Keller ISD’s spokesperson told the Report that “At this time, Keller ISD’s Board of Trustees has not yet had discussions regarding SB 763, and agenda items have not yet been scheduled for meetings that far in advance.”
Lake Worth ISD
Lake Worth ISD’s spokesperson told the Report that “A decision has not been made at this time as we are still reviewing our options,” and that the district expects to have a decision by the end of the fall semester.

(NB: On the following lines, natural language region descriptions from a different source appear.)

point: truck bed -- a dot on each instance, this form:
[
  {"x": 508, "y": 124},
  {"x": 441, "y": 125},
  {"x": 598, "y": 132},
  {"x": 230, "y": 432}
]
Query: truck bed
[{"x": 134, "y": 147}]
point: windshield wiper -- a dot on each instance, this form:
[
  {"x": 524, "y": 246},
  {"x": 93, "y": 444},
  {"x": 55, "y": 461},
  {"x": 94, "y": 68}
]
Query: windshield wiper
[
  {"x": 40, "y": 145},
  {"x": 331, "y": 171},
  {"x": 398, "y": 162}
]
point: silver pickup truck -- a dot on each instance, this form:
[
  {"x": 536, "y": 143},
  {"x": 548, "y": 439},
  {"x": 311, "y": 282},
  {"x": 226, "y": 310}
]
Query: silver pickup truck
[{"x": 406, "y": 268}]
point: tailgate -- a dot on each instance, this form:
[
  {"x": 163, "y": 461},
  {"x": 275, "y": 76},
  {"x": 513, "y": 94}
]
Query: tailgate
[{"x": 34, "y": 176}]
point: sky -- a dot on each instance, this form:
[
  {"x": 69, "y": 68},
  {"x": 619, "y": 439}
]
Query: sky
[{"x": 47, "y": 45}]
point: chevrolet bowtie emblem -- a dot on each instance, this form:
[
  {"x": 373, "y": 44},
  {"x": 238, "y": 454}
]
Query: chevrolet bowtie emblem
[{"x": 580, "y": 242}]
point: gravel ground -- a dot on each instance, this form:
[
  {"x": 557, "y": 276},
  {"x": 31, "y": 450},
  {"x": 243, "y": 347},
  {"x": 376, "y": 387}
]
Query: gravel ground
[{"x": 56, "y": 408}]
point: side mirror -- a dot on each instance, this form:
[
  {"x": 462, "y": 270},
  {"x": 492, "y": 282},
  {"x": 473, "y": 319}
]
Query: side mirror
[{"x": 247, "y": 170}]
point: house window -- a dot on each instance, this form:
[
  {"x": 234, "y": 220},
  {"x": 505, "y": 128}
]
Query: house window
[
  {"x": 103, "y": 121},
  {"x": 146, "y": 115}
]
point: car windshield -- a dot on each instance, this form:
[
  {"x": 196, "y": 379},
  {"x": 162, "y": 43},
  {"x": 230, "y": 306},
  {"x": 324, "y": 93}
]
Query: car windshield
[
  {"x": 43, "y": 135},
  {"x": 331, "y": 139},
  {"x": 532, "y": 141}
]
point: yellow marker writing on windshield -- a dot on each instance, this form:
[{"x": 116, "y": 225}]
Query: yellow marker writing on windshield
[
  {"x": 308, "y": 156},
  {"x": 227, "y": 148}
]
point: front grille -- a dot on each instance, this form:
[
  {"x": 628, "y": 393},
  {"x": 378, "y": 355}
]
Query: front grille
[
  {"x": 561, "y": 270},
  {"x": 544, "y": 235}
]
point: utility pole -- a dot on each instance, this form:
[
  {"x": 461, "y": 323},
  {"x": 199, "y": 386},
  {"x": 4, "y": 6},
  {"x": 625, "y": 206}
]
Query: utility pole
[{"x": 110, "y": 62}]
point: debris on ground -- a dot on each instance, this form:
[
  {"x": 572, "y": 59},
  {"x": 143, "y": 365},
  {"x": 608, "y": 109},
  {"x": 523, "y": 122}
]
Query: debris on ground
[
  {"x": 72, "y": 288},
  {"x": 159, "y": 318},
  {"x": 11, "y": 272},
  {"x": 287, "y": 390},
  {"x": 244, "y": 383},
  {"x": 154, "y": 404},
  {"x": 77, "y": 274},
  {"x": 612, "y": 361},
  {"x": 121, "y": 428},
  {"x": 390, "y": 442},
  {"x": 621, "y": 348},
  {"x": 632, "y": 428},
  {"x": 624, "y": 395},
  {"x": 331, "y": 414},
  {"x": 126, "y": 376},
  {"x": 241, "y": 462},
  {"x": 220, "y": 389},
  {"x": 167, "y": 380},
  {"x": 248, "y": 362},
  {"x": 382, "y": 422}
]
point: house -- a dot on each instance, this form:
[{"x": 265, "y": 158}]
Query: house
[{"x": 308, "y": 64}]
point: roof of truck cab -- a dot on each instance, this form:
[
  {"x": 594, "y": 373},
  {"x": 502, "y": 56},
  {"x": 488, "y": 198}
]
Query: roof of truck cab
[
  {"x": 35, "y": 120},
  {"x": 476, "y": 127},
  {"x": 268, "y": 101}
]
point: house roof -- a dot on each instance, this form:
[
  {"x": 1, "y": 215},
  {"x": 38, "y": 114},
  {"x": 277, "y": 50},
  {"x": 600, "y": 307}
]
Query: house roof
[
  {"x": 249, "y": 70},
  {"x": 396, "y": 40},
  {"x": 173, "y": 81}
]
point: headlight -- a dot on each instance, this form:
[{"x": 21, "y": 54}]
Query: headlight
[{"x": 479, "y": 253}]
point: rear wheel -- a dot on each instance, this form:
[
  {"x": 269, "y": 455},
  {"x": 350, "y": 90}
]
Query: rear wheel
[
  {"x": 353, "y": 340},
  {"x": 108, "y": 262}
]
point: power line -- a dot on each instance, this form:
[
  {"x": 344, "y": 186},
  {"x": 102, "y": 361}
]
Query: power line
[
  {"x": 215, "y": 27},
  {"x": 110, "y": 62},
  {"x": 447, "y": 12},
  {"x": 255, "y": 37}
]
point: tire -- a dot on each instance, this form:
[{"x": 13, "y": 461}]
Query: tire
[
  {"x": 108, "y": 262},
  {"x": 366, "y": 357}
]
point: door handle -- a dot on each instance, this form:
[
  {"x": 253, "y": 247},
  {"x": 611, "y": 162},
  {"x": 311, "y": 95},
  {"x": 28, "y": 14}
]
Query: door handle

Northwest ISD’s spokesperson told the Report that the school district “will continue to employ qualified school counselors for school counseling work. We do not have any plans to implement chaplains for school counseling work. We do not currently have a date set for a board vote on the matter but will do so in compliance with the law.”
White Settlement ISD
White Settlement ISD’s spokesperson told the Report that “We have been very fortunate in [White Settlement] ISD to add to our counseling department over the past couple of years. In 2021, our voters approved a Tax Ratification Election that allowed us to add a counseling director as well as two additional counselors at the secondary level. Last year, we partnered with Invicta Services Group to provide five additional counselors and family counseling in [White Settlement] ISD. We also partnered with Communities in Schools to provide two additional social workers. At this time, the board does not have plans to adopt the chaplain policy because there is not a need.”